Und manchmal sorgt es noch heute dafür, dass es "mir in den Fingern
juckt", sagt Heinz Lamers. Bereut hat er seine Entscheidung nicht.
Seinen Beruf behielt er. Es lag ihm, als langjähriger Prokurist bei Holz
Derks im Einkauf und vor allem im Verkauf Menschen zu begegnen und mit
"einem Quätschen hier und einem Quätschchen da" Geschäfte zu tätigen.
Erst im Mai 2014, mit 69 Jahren, sagte er tschüss.
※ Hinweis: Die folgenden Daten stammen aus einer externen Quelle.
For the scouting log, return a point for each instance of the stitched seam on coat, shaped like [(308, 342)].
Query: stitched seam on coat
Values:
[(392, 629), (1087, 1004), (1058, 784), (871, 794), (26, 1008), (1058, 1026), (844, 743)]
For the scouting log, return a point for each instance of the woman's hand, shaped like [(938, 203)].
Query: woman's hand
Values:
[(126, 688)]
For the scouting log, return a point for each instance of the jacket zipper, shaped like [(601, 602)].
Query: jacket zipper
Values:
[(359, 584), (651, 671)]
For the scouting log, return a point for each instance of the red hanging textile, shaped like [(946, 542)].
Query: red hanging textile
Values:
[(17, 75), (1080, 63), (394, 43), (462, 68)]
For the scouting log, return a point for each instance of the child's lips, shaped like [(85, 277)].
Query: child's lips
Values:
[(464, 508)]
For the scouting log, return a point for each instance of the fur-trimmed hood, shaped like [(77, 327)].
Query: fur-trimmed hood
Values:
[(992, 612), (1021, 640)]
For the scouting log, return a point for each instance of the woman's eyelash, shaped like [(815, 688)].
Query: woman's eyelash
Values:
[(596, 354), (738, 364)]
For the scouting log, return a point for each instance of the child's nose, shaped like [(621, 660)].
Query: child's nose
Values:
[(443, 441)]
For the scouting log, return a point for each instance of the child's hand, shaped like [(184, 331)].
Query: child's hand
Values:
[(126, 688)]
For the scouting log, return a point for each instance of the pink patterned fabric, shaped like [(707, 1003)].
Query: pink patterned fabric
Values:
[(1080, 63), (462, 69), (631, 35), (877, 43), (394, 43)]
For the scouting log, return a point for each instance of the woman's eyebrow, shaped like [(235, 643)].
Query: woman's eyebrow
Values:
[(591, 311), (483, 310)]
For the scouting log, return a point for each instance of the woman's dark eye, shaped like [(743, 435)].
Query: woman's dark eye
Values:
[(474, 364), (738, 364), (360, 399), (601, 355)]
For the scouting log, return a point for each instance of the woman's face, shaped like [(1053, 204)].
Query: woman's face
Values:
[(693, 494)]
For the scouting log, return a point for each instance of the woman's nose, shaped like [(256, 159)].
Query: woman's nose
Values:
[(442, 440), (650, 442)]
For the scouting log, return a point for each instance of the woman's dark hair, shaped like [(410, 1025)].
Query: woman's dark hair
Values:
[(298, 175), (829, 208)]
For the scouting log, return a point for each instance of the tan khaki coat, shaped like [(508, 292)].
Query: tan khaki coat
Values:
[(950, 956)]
Seit den Abschieden aus Politik und Beruf "bin ich noch nicht zum
Luftholen gekommen", berichtet Heinz Lamers lächelnd. Es sind schöne
Unruhe-Umstände, zum Beispiel wenn er und seine Frau Marlene ihre
Enkelkinder im Haus haben. Es sind vier an der Zahl von ihren Kindern
Henrik, Kristina und Ruth.
2012 ist Heinz Lamers, der seine Lungenflügel gern beim Rennradfahren
stärkt, in den Männer-Gesang-Verein eingetreten. Bis dahin war ihm sein
Sangestalent selbst nicht bekannt gewesen. Nach dem Motto "Singen kann
jeder" hatte er sich in den Chor getraut. Seither trifft er wie schon
als Prokurist und Politiker den guten Ton.
Gern möchte Lamers, der "in hohem Alter" noch mit dem Klavierspielen
begonnen hat, die Kunst auf der Klaviatur verfeinern. Fröhlich empört
stellt er fest: "Alle unsere Kinder können Klavierspielen." Da muss der
Vater hinterher, um an Weihnachten was Gutes vorzutragen.